Cascades already sells a 100 percent recycled content product for the market, but this is the first that is unbleached and therefore visibly different from the standard white roll. The product, called Moka, will be available in late August.
“Beige is the new green, at least as it relates to towel and tissue,” said Cascades Tissue Group CEO Suzanne Blanchet, who personally conceived and championed Moka bath tissue’s development. “The last several years have brought about countless habit changes meant to preserve the environment.
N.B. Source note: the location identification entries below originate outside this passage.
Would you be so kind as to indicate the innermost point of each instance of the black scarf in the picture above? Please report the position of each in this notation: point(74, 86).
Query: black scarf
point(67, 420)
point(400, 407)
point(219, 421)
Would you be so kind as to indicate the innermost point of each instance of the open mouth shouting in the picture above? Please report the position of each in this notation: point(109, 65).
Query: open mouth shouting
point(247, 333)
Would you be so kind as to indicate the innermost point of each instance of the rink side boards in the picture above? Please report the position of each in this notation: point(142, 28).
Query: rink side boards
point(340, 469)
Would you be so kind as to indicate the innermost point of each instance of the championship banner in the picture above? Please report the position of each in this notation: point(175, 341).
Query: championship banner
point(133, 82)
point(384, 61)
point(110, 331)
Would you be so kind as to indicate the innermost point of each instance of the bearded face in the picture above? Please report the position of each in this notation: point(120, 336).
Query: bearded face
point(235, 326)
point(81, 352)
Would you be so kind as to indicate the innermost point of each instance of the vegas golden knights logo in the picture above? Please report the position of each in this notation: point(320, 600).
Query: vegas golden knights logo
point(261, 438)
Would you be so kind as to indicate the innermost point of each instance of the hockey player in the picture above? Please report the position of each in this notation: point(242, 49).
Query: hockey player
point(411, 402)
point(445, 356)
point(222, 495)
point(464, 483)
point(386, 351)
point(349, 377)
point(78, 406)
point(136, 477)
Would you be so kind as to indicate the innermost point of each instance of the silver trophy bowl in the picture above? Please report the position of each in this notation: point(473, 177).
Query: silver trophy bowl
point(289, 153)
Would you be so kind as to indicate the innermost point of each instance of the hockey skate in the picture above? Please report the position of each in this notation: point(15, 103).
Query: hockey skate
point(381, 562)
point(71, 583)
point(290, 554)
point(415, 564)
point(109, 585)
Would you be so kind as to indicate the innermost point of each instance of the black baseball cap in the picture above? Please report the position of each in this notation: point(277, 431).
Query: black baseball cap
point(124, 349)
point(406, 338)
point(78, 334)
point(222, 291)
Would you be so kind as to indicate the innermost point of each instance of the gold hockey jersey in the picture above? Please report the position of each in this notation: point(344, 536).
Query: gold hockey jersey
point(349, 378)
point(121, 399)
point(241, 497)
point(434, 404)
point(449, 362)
The quality of this bath tissue hasn’t been sacrificed one bit, so adjusting to a new color seems like a small step to take for even greater sustainability.”
Moka offers commercial purchasers a way to lessen the environmental impact associated with manufacturing the ubiquitous, single-use product. The tissue is made of a pulp mix composed of 100 percent recycled fiber, 80 percent of which is post-consumer material and 20 percent is recovered corrugated boxes.
The lack of chemical whiteners further reduces the ecological footprint. A detailed life cycle analysis (LCA) of the new pulp mix used in Cascades Moka, which was undertaken by the company, revealed a reduction in overall environmental impact by at least 25 percent when compared to the pulp mix used in the traditional Cascades 100 percent recycled fiber bathroom tissue. The latter had been regarded as the sustainable tissue exemplar in recent years but includes a chlorine-free whitening process for aesthetics.
The production of Moka tissue also is offset with 100 percent Green-e® certified renewable wind electricity, which Cascades says reduces 2,500 pounds of CO2 emissions for each ton of product.
Currently, 3.4 million tons of bath tissue are used annually in the U.S., of which 53 percent is made from virgin fiber sources. Cascades estimates that if a complete swap was made to their environmentally preferable 100 percent recycled bath tissue, it would save annually 30.6 million trees and 68 million gigajoules (GJ) of energy, which is equal to the annual consumption of 619,811 households.
Cascades introduced a Moka napkin line in the late 1990s and says sales have steadily risen as corporate purchasers become more aware of its environmental benefits. In 2004, the Moka napkin line represented ten percent of its total away-from-home sales in North America whereas it now comprises over 23 percent of case sales.
Cascades says the commercial market will continue to serve as the first frontier for sustainable innovations, as people evolve their tastes and habits out in public before modifying behaviors at home.
Bart King is a PR consultant and principal of Cleantech Communications.